Extended Data Fig. 5 |. Over-segmentation in Dataset 2 (CRC, CyCIF) and Cleaning of Dataset 6 (large intestine, CODEX) with CyLinter.

Extended Data Fig. 5 |

a, Gating of cells in the CRC image (Dataset 2) image according to nuclear segmentation area shows that this image contains several over-segmented nuclei (i.e., nuclei split into multiple segmentation objects). b, Fraction of cells in Dataset 6 (large intestine, CODEX, specimen 1) redacted by each QC filter in the CyLinter pipeline. Dropped ROIs = cells dropped by selectROIs module), Dim/over-saturated nuclei = cells dropped by dnaIntensity module), Segmentation errors = cells dropped by areaFilter module, Unstable cells = cells dropped by cycleCorrelation module, Channel outliers = cells dropped by pruneOutliers module, Artefact-free = cells remaining after QC. c, UMAP embedding of post-QC CODEX clusters showing ~3.1x104 cells colored by HDBSCAN cluster.
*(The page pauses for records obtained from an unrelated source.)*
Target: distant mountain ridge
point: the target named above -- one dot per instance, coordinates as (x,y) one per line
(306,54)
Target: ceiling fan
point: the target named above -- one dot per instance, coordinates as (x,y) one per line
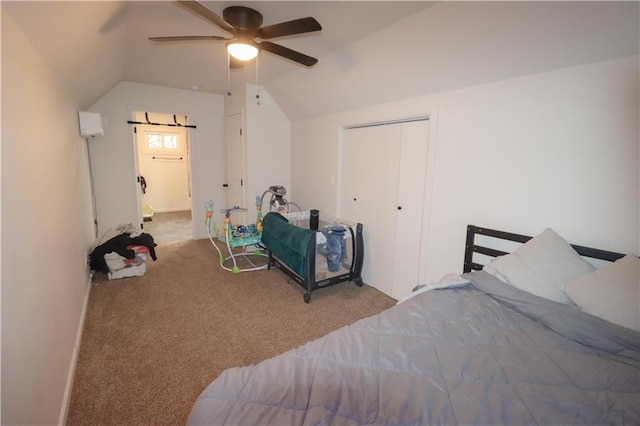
(245,25)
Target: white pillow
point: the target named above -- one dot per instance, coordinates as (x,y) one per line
(542,266)
(611,292)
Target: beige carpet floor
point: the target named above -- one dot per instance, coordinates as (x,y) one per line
(151,344)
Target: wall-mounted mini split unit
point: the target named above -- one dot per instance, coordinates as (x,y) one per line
(90,124)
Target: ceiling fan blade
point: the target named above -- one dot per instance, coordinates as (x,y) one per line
(187,38)
(208,15)
(297,26)
(285,52)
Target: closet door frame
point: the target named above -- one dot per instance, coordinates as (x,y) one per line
(429,163)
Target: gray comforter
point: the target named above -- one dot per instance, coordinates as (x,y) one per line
(486,353)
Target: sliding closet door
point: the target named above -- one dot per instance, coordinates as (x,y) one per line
(409,255)
(370,184)
(383,186)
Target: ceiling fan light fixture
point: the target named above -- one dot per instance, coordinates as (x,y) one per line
(242,51)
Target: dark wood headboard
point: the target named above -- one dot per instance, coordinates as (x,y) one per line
(471,247)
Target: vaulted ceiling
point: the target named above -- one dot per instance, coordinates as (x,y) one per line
(92,45)
(369,51)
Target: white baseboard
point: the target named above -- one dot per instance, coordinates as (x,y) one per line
(171,210)
(66,400)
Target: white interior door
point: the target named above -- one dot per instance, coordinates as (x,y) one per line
(236,160)
(369,195)
(383,186)
(410,213)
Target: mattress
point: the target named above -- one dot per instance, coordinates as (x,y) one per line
(478,353)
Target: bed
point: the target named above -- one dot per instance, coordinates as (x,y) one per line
(475,348)
(297,245)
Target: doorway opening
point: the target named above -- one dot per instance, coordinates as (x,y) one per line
(164,175)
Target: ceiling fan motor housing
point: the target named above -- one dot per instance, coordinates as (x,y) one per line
(243,18)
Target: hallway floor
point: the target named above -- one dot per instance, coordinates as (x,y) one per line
(170,226)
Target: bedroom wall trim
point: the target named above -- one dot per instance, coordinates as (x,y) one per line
(66,398)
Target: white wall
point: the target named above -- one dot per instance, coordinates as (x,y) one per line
(113,160)
(268,139)
(46,233)
(556,149)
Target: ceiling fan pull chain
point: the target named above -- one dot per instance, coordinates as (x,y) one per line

Black scatter points represent unclustered cells (10.1% of cells). d, Silhouette scores for post-QC CODEX clusters shown in panel (c). e, Post-QC CODEX clustered heatmap showing mean signal intensities of clustering cells normalized across clusters (row-wise). Five (5) meta-clusters defined by the clustered heatmap dendrogram at the left are highlighted. f-h, Top three most highly expressed markers (1: green, 2: red, 3: blue) for clusters 0 (lymphatic endothelial cells, f), 15 (mast cells, g), and 17 (M2 macrophages, h). A single white pixel at the center of each image highlights the reference cell. Nuclear segmentation outlines (translucent outlines) and Hoechst (gray) shown for reference.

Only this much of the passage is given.